To illustrate an approach to compare CD4 cell count and HIV-RNA monitoring strategies in HIV-positive individuals on antiretroviral therapy (ART).
Prospective studies of HIV-positive individuals in Europe and the USA in the HIV-CAUSAL Collaboration and The Center for AIDS Research Network of Integrated Clinical Systems.
Antiretroviral-naive individuals who initiated ART and became virologically suppressed within 12 months were followed from the date of suppression. We compared 3 CD4 cell count and HIV-RNA monitoring strategies: once every (1) 3 ± 1 months, (2) 6 ± 1 months, and (3) 9-12 ± 1 months. We used inverse-probability weighted models to compare these strategies with respect to clinical, immunologic, and virologic outcomes.
In 39,029 eligible individuals, there were 265 deaths and 690 AIDS-defining illnesses or deaths. Compared with the 3-month strategy, the mortality hazard ratios (95% CIs) were 0.86 (0.42 to 1.78) for the 6 months and 0.82 (0.46 to 1.47) for the 9-12 month strategy. The respective 18-month risk ratios (95% CIs) of virologic failure (RNA >200) were 0.74 (0.46 to 1.19) and 2.35 (1.56 to 3.54) and 18-month mean CD4 differences (95% CIs) were -5.3 (-18.6 to 7.9) and -31.7 (-52.0 to -11.3). The estimates for the 2-year risk of AIDS-defining illness or death were similar across strategies.

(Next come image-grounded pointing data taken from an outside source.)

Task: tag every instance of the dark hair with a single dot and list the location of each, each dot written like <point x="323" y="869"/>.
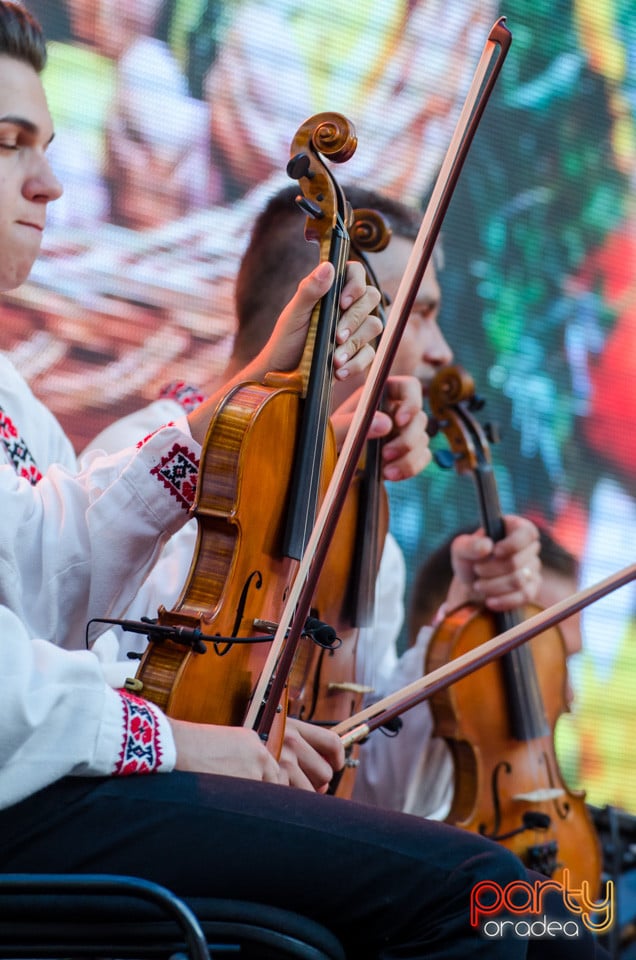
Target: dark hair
<point x="21" y="36"/>
<point x="278" y="257"/>
<point x="433" y="579"/>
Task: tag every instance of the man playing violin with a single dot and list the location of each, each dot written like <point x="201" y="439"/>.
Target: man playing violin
<point x="503" y="575"/>
<point x="76" y="754"/>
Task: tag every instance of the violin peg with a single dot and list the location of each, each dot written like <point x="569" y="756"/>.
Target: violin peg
<point x="493" y="432"/>
<point x="300" y="166"/>
<point x="445" y="458"/>
<point x="310" y="208"/>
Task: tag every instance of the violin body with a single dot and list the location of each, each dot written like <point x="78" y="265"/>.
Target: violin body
<point x="501" y="777"/>
<point x="239" y="576"/>
<point x="267" y="457"/>
<point x="500" y="721"/>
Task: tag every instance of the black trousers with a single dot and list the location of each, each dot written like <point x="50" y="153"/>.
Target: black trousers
<point x="388" y="885"/>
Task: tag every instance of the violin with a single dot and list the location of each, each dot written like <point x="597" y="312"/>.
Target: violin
<point x="323" y="688"/>
<point x="264" y="704"/>
<point x="265" y="464"/>
<point x="499" y="722"/>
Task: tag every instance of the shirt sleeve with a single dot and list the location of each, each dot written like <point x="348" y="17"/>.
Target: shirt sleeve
<point x="79" y="545"/>
<point x="59" y="718"/>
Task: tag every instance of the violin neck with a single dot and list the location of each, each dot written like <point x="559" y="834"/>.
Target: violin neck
<point x="316" y="371"/>
<point x="525" y="703"/>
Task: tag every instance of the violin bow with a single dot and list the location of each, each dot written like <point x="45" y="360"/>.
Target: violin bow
<point x="267" y="695"/>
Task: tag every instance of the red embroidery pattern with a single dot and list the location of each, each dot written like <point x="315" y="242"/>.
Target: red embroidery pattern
<point x="140" y="749"/>
<point x="179" y="472"/>
<point x="184" y="393"/>
<point x="19" y="453"/>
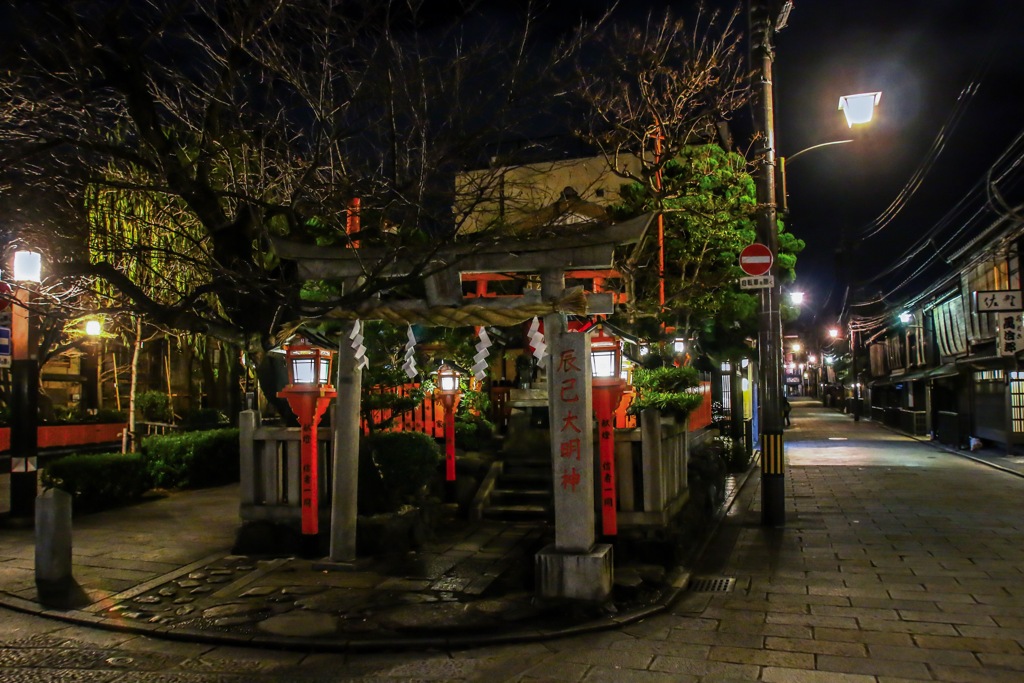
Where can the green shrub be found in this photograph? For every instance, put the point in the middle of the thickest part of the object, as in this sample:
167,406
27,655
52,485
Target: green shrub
394,468
203,419
193,460
707,471
98,480
473,433
154,407
668,389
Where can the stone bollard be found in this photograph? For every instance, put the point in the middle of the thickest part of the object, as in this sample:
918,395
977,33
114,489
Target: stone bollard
53,570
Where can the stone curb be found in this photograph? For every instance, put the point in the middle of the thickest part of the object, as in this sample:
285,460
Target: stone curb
675,585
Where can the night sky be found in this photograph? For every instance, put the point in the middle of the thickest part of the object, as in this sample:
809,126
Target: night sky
953,68
923,55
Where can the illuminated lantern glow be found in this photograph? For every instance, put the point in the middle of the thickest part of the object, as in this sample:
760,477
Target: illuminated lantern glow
449,385
859,109
308,392
605,361
28,266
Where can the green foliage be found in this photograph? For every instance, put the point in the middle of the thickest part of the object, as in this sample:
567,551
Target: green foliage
473,432
204,419
98,480
154,407
72,416
706,473
395,468
709,201
668,389
192,460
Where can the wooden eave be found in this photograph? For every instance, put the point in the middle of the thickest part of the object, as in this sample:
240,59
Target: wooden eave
590,249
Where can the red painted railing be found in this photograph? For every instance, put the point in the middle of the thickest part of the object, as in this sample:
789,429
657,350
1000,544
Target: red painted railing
65,436
428,417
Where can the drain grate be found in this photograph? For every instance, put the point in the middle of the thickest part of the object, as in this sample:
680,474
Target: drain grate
712,585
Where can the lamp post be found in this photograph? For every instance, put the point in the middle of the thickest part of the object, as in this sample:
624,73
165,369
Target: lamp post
605,359
25,389
308,393
763,25
448,384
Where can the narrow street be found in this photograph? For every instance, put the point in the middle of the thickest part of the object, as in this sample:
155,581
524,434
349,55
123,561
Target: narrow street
898,562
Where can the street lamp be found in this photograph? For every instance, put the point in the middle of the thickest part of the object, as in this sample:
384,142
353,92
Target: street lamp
308,393
25,389
449,386
859,109
605,358
763,27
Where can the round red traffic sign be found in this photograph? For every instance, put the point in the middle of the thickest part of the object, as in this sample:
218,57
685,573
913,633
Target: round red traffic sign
756,259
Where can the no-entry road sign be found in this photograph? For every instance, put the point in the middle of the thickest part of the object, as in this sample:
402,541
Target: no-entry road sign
756,259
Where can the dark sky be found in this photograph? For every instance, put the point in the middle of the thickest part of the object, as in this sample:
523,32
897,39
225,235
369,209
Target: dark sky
922,54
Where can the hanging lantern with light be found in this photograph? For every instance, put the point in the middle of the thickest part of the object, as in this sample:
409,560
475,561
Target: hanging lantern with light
308,392
448,383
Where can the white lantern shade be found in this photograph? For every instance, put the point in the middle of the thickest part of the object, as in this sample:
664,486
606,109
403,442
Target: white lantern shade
28,266
603,364
860,108
304,370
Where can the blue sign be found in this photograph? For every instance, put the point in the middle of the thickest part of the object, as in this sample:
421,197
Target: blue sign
4,347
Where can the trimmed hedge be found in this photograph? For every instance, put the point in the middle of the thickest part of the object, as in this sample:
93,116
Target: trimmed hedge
193,460
98,480
394,469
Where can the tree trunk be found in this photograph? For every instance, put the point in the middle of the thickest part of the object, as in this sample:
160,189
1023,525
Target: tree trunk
136,351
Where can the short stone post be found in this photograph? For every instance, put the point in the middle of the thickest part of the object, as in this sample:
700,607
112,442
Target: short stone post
53,544
344,493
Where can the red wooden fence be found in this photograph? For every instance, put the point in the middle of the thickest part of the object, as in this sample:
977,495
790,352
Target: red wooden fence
62,436
428,417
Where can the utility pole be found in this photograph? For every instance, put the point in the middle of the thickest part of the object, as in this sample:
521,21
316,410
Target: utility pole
762,26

Our findings suggest that monitoring frequency of virologically suppressed individuals can be decreased from every 3 months to every 6, 9, or 12 months with respect to clinical outcomes. Because effects of different monitoring strategies could take years to materialize, longer follow-up is needed to fully evaluate this question.
阐述一种在接受抗逆转录病毒治疗(ART)的HIV阳性个体中比较CD4细胞计数和HIV-RNA监测策略的方法。
欧洲和美国针对HIV阳性个体开展的HIV-CAUSAL协作研究以及综合临床系统艾滋病研究网络中心的前瞻性研究。
对开始接受ART且在12个月内实现病毒学抑制的初治个体,从抑制之日起进行随访。我们比较了3种CD4细胞计数和HIV-RNA监测策略:(1)每3±1个月一次,(2)每6±1个月一次,(3)每9 - 12±1个月一次。我们使用逆概率加权模型,就临床、免疫和病毒学结局比较这些策略。
在39029名符合条件的个体中,有265例死亡以及690例艾滋病定义疾病或死亡。与每3个月监测一次的策略相比,每6个月监测一次的策略的死亡风险比(95%置信区间)为0.86(0.42至1.78),每9 - 12个月监测一次的策略为0.82(0.46至1.47)。病毒学失败(RNA>200)的18个月风险比(95%置信区间)分别为0.74(0.46至1.19)、2.35(1.56至3.54),18个月平均CD4差异(95%置信区间)分别为 - 5.3( - 18.6至7.9)和 - 31.7( - 52.0至 - 11.3)。各策略在2年艾滋病定义疾病或死亡风险的估计值相似。
我们的研究结果表明,就临床结局而言,病毒学抑制个体的监测频率可从每3个月一次降至每6、9或12个月一次。由于不同监测策略的效果可能需要数年才能显现,因此需要更长时间的随访来全面评估这个问题。